Pigs fare worst in bad year for EU farmers
20 April 1999
Pigs fare worst in bad year for EU farmers
By Philip Clarke
BRUSSELS – Pig-producing countries led the fall in European Union farm incomes in 1998, according to newly-published figures from Eurostat.
Denmark suffered the greatest drop of 18%, closely followed by the UK at -16% and the Netherlands at -12%.
Most other member states also saw a reduction in farm profits, with the exceptions of France (+1%), Germany (+1%) and Luxembourg (+2%).
Overall, the 15 European Union (EU) member countries suffered a 3.9% decline in farm incomes, following on from the 2.6% fall in 1997.
“But this should be viewed against three years of appreciable growth, which reached its highest level for 20 years in 1996,” said a spokesman.
Eurostat offers two main reasons for the downturn.

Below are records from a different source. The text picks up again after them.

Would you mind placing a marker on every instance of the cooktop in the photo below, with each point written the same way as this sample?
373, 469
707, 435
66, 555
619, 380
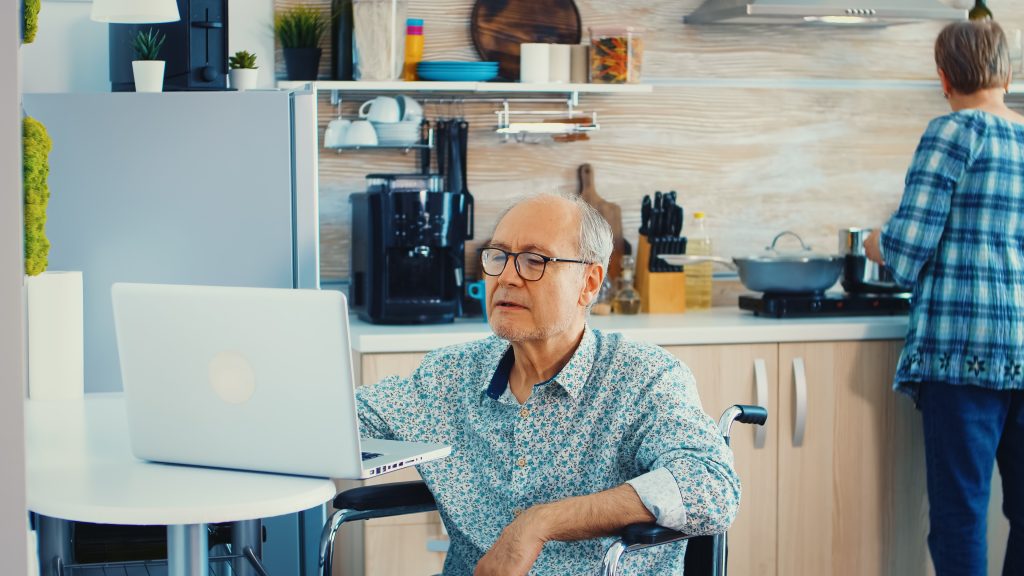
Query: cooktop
825, 303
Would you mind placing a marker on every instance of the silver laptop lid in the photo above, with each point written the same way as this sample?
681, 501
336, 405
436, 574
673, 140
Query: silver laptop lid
250, 378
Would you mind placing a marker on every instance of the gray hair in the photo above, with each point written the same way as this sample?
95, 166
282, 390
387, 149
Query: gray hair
595, 234
974, 55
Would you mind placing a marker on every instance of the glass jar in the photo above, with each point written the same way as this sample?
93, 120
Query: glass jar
380, 38
615, 54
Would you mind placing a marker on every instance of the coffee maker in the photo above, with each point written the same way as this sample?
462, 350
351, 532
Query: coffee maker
409, 249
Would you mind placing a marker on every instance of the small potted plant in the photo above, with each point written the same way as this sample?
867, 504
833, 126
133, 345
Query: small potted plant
299, 30
148, 69
243, 73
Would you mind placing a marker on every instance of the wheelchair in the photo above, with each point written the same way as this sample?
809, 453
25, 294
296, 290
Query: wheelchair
705, 554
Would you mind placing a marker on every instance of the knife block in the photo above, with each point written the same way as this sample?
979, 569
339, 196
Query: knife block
660, 292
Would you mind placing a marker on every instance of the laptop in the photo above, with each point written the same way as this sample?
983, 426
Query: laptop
248, 378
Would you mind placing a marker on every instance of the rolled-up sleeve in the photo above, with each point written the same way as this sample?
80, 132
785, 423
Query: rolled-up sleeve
691, 485
910, 237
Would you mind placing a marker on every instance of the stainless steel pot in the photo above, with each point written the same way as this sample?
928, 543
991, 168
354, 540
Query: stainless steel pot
861, 276
780, 273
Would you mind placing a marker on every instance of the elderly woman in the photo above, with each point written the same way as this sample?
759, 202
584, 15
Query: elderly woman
958, 239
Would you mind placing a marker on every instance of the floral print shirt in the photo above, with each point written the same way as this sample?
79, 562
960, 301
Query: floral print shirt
619, 411
957, 239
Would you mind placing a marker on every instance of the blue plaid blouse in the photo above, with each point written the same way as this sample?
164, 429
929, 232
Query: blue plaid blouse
958, 239
619, 411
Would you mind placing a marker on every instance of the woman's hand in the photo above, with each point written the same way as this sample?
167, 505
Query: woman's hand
872, 248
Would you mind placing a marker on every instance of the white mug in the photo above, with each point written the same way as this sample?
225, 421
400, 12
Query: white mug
381, 109
534, 63
334, 135
360, 132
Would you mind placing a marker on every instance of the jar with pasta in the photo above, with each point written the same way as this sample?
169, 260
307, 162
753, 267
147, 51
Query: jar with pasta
380, 38
615, 54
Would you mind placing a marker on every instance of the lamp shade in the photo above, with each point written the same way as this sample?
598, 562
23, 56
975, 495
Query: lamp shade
135, 11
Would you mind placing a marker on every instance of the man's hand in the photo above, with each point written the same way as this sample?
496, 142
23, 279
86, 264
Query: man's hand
517, 547
871, 248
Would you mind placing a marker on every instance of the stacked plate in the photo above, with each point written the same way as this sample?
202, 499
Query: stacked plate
458, 71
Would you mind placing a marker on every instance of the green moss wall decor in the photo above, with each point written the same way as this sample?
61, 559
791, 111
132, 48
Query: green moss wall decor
30, 21
36, 151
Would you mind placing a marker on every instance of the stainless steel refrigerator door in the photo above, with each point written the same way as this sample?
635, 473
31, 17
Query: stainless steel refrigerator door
183, 188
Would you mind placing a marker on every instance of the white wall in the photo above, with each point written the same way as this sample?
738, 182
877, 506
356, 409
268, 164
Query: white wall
70, 53
13, 557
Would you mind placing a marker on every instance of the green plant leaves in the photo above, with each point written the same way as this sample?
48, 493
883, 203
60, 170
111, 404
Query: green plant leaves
300, 27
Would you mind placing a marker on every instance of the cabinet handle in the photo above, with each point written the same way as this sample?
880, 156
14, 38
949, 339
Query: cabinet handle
800, 383
761, 399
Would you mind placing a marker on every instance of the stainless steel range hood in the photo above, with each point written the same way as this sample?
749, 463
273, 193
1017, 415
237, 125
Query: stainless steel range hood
851, 12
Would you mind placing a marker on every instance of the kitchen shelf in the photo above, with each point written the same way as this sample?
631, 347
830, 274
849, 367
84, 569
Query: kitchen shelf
473, 87
406, 148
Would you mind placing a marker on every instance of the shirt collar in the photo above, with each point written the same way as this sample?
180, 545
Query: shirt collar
571, 377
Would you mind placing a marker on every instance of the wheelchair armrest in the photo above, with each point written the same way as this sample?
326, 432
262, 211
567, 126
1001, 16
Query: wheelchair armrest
394, 495
650, 534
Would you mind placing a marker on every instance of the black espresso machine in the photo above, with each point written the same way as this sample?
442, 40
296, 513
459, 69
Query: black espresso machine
409, 249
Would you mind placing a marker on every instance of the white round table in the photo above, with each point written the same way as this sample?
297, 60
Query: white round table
79, 467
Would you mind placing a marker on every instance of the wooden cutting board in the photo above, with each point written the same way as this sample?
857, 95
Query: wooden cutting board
499, 27
611, 212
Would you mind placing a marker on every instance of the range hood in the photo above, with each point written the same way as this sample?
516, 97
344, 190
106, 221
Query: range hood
851, 12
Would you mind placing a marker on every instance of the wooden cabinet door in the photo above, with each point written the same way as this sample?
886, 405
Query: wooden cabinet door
727, 375
389, 546
851, 490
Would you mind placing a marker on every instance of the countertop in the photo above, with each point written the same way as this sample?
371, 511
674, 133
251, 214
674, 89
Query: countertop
717, 326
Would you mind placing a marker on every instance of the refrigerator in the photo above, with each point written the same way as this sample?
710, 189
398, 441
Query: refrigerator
183, 188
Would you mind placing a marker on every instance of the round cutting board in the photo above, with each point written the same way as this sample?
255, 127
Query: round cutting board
499, 27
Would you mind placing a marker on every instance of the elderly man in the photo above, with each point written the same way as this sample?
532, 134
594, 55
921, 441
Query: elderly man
560, 434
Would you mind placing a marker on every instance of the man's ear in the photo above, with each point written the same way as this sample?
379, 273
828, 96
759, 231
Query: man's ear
592, 281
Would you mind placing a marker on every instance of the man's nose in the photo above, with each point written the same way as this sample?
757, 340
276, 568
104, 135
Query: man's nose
510, 275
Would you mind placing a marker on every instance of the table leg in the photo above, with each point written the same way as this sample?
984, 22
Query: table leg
54, 543
247, 534
187, 552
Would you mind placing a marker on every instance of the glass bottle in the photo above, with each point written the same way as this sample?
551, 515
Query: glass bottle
414, 48
980, 11
698, 277
627, 298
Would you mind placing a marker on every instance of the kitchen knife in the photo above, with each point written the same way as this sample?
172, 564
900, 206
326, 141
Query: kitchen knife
645, 215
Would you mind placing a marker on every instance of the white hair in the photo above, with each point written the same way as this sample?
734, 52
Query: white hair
595, 242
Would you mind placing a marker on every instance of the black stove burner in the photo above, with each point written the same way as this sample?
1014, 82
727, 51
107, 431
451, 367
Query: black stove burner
825, 303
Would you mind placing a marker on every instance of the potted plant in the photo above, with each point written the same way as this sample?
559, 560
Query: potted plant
244, 72
299, 30
148, 69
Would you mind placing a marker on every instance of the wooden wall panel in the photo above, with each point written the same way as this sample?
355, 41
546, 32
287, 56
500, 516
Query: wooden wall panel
760, 160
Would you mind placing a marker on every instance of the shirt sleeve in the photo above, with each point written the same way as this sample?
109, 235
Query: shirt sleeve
910, 237
691, 485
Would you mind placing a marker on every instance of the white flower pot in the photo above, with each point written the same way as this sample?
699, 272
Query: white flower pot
55, 335
148, 75
244, 78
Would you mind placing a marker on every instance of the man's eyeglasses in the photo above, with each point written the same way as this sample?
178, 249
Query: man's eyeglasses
530, 265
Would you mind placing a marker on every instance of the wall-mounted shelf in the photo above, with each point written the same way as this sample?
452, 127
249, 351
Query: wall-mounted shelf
472, 87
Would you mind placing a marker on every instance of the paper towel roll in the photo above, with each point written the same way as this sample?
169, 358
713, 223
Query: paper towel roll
580, 64
55, 335
559, 64
534, 63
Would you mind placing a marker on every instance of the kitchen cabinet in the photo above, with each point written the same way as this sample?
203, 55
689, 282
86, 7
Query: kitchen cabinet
852, 494
848, 498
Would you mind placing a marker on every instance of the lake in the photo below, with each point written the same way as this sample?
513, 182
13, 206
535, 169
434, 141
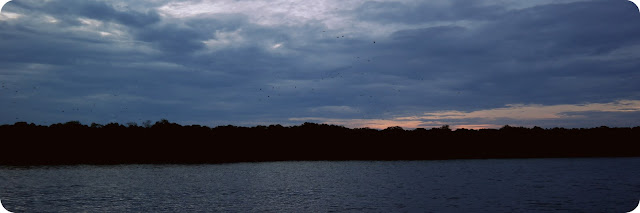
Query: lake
504, 185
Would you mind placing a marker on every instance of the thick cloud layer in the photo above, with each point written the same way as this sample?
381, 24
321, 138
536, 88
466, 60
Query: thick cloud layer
476, 64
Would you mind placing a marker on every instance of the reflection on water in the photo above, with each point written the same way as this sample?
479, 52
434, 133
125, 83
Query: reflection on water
517, 185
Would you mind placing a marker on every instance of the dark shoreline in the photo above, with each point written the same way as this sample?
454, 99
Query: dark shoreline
164, 142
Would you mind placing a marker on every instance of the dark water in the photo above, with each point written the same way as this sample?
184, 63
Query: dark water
515, 185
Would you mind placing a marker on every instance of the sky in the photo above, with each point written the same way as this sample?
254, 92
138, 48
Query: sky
408, 63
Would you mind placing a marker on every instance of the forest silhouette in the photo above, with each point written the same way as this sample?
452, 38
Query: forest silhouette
165, 142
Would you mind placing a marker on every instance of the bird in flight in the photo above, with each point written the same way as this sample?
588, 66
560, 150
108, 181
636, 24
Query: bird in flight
2, 3
636, 3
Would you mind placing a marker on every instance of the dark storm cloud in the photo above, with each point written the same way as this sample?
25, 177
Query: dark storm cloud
428, 11
99, 10
128, 61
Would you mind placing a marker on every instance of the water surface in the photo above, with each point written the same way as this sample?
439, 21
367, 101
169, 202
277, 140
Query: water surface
506, 185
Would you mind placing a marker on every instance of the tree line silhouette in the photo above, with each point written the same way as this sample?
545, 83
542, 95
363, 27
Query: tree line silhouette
165, 142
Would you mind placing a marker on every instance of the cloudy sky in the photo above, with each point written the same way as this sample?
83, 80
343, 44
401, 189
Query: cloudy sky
356, 63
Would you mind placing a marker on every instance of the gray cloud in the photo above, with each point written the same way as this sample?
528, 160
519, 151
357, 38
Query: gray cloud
102, 61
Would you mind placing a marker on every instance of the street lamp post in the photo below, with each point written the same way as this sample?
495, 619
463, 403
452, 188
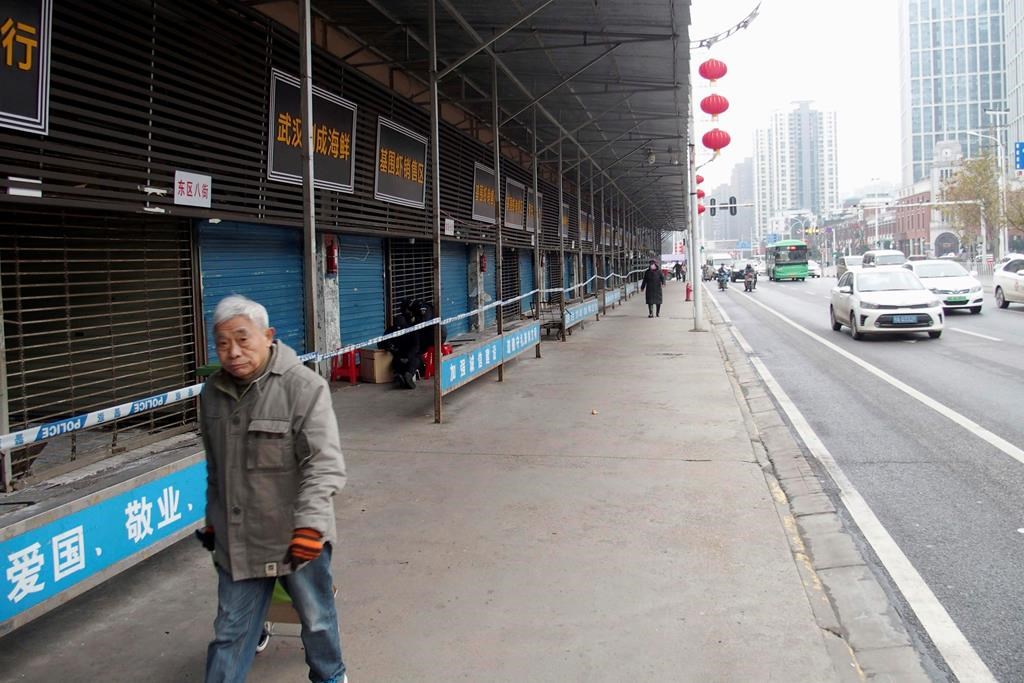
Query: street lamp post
1003, 191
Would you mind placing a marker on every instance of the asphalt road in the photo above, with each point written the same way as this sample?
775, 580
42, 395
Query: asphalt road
952, 502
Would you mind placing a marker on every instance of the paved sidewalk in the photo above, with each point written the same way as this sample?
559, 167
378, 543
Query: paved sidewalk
599, 516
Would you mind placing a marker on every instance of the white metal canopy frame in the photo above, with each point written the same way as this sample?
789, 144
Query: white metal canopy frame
594, 91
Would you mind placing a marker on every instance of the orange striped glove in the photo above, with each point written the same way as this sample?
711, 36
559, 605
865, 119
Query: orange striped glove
306, 546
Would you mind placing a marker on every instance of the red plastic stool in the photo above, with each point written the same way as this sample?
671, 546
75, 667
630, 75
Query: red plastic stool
343, 367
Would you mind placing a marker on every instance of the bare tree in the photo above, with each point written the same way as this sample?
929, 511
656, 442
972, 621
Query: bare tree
976, 179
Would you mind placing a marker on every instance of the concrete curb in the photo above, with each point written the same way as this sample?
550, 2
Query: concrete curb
862, 631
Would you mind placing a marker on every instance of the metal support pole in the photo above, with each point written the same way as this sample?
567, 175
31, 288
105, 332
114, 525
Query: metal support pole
308, 193
6, 475
435, 202
593, 221
579, 255
561, 237
499, 248
538, 222
694, 247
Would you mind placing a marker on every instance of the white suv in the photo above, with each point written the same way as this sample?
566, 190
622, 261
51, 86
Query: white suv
1009, 283
880, 257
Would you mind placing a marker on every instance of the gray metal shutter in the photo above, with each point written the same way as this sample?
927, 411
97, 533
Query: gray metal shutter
409, 270
510, 284
97, 310
455, 285
360, 285
261, 262
491, 286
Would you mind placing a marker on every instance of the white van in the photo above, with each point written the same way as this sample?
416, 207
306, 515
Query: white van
883, 257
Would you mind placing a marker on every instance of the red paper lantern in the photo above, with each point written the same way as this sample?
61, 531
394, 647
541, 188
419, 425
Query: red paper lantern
716, 139
714, 104
713, 70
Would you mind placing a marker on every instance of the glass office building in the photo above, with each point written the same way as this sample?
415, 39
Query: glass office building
952, 70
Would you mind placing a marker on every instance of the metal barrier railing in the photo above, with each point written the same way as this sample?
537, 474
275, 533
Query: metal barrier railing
56, 428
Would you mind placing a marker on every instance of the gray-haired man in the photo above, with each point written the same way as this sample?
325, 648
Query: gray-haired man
273, 465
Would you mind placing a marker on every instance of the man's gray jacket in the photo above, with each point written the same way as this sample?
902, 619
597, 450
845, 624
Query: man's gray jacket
273, 464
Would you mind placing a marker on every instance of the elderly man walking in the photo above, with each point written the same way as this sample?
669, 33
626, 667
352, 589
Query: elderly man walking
273, 465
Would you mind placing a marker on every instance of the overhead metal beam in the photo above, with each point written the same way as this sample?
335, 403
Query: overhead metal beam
482, 46
467, 27
573, 46
566, 80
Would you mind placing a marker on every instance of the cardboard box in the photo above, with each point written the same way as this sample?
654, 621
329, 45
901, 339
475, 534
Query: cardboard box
375, 366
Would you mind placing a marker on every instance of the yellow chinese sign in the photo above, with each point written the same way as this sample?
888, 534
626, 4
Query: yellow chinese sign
25, 71
484, 194
333, 133
401, 165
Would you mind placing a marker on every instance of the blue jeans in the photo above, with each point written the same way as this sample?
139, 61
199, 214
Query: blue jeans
242, 609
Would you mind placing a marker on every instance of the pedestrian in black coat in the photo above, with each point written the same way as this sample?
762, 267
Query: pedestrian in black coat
651, 285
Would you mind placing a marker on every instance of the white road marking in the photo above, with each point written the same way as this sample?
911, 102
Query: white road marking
962, 420
958, 653
975, 334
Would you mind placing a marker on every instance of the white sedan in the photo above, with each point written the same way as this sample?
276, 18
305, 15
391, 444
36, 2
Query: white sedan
956, 287
884, 302
1009, 283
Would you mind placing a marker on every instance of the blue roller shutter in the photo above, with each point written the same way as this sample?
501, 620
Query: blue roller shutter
360, 288
261, 262
455, 288
491, 286
526, 276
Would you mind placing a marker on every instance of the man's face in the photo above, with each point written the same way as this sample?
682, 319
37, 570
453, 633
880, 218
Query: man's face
242, 346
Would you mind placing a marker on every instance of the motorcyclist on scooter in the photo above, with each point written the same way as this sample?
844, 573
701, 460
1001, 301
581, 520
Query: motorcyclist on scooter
723, 276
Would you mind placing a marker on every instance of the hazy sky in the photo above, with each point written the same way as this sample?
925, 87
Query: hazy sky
842, 54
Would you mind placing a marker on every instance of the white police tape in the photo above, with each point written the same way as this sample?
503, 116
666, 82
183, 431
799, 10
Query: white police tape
79, 422
58, 427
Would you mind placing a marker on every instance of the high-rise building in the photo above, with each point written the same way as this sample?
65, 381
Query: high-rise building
952, 72
796, 166
1014, 37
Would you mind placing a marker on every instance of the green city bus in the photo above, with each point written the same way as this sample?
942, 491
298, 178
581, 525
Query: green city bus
786, 260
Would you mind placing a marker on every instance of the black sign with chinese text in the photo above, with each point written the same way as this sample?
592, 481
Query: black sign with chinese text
401, 165
515, 204
25, 65
334, 135
484, 202
531, 210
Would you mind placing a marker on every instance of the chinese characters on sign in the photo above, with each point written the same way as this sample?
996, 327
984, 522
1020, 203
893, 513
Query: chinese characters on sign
531, 210
333, 131
401, 158
193, 188
484, 202
45, 561
25, 65
515, 202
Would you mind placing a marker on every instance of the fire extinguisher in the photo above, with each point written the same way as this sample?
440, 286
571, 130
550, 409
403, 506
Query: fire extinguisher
331, 256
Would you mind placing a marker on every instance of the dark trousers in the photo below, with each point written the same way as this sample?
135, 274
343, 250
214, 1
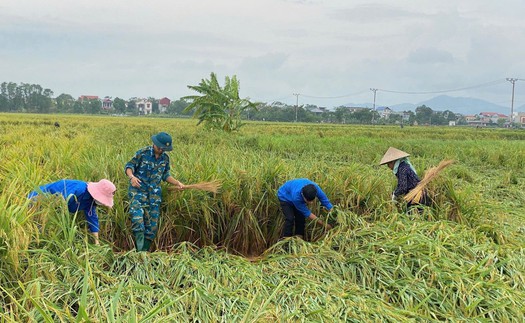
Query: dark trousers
292, 217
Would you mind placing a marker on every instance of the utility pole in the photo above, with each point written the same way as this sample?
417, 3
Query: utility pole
374, 110
296, 104
511, 118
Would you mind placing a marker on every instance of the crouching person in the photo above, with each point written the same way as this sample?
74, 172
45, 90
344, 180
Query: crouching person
294, 198
81, 196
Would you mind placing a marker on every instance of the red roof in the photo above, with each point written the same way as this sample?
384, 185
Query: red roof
492, 114
164, 101
88, 97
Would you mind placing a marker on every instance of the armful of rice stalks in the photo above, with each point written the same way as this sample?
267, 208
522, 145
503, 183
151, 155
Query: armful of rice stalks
416, 193
212, 186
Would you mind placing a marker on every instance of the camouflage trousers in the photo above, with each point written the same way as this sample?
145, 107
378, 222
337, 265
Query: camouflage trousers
144, 211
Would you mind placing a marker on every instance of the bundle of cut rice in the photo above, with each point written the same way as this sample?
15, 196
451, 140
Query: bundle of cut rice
415, 195
212, 186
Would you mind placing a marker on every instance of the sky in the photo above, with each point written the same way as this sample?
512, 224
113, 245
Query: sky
322, 52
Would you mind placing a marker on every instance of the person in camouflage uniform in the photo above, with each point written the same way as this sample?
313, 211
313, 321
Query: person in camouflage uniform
146, 170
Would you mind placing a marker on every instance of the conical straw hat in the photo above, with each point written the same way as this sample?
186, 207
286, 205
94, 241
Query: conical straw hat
392, 154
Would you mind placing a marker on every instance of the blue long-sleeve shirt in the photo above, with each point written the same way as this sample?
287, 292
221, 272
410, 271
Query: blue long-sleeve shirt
407, 179
77, 196
290, 192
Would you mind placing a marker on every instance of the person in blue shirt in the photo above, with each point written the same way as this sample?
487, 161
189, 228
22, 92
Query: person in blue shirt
81, 196
146, 170
407, 179
294, 197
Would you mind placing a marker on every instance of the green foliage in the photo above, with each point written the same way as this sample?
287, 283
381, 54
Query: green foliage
218, 256
218, 107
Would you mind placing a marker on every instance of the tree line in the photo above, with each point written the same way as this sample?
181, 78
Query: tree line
33, 98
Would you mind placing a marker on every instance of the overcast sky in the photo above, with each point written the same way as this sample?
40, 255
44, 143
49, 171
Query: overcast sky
331, 52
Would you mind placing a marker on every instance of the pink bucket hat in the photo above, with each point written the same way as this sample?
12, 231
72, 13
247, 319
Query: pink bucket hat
102, 191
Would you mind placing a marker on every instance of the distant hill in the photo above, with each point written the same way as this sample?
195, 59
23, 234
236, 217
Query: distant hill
461, 105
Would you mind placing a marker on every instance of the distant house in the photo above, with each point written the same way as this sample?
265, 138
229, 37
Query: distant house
88, 97
164, 104
355, 109
107, 103
384, 112
319, 110
144, 106
492, 117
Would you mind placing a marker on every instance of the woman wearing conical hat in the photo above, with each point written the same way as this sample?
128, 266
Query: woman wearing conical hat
407, 178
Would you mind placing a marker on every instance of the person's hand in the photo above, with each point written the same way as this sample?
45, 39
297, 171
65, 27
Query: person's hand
135, 182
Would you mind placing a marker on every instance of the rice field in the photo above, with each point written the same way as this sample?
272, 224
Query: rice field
218, 256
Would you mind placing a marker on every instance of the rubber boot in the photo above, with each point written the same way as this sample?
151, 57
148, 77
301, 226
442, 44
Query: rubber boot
139, 240
147, 244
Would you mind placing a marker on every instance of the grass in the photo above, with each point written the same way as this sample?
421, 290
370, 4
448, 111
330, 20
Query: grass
218, 256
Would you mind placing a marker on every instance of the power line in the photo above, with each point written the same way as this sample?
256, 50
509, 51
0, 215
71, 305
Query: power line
445, 91
513, 81
333, 97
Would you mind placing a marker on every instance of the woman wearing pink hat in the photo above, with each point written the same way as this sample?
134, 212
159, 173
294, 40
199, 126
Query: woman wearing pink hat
82, 196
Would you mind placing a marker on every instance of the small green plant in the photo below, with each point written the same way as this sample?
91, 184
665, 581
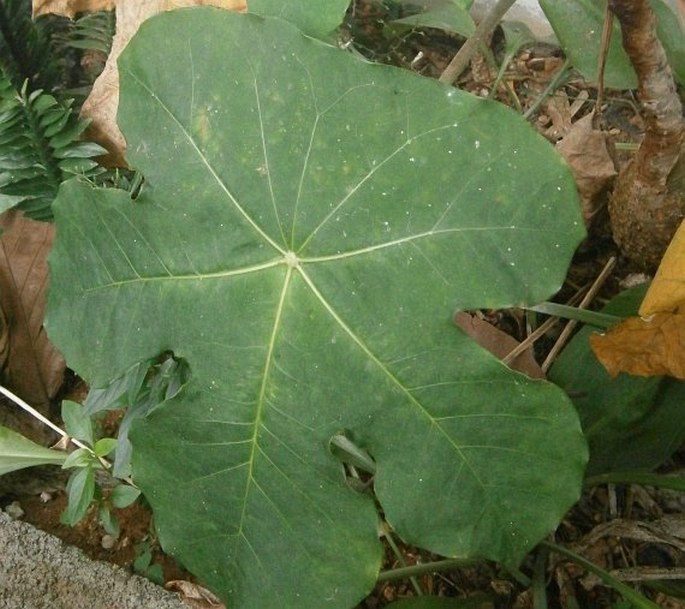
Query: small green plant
95, 481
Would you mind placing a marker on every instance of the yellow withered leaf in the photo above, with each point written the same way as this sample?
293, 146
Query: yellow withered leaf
644, 346
667, 292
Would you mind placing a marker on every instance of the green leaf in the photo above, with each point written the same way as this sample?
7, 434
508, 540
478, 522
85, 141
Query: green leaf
77, 422
108, 521
630, 422
450, 17
81, 457
301, 242
319, 22
104, 446
18, 452
578, 26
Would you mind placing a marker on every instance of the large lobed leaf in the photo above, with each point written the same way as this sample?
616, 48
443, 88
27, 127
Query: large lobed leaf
308, 225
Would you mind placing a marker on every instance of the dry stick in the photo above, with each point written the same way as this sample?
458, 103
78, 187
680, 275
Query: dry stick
540, 331
589, 297
602, 57
34, 413
480, 36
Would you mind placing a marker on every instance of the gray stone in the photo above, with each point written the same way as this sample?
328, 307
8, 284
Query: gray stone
39, 571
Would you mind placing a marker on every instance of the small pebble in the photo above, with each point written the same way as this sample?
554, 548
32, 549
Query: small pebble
107, 542
14, 510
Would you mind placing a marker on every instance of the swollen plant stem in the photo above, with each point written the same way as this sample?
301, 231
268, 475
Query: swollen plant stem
480, 36
638, 601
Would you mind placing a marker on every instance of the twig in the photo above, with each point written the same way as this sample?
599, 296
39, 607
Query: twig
602, 57
480, 36
540, 331
587, 299
554, 84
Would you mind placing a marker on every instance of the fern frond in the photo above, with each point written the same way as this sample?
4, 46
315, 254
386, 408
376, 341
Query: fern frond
39, 149
26, 53
93, 32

The first is that average farm-gate prices dropped 5% in the EU last year, hitting the value of output.
Pig farmers bore the brunt of the market collapse, with a massive 27% price fall, while livestock farmers in general saw 13% trimmed from receipts.
In addition, the value of direct subsidies to farmers throughout the EU fell by over 6% in 1998.
These losses were only partly offset by a 1.5% increase in arable and livestock production, and a 1.7% drop in the use of farm labour, notes Eurostat.
Despite the downward trend, the analysis shows that, for the EU as a whole, farm incomes are still some 12% above 1990 levels in real terms.
But Sterling is now so strong that UK farm incomes are now 20% below their 1990 levels.
Agricultural markets will remain depressed for some time to come, forecasts the Paris-based Organisation for Economic Co-operation and Development (OECD).
The protectionist policies of certain countries and high support prices have led to over-supply, while intervention stocks now overhang the market.
The danger is the EU and USA will be sucked into an export subsidy trade war, leading to further distortions, says an OECD report released this week.
The European young farmers group, CEJA, has urged Brussels to take the latest income figures into account when finalising the details of the Agenda 2000 reforms.
“Certain sectors have been especially hard hit over the last year,” said CEJA president, Arnold Puech dAlissac.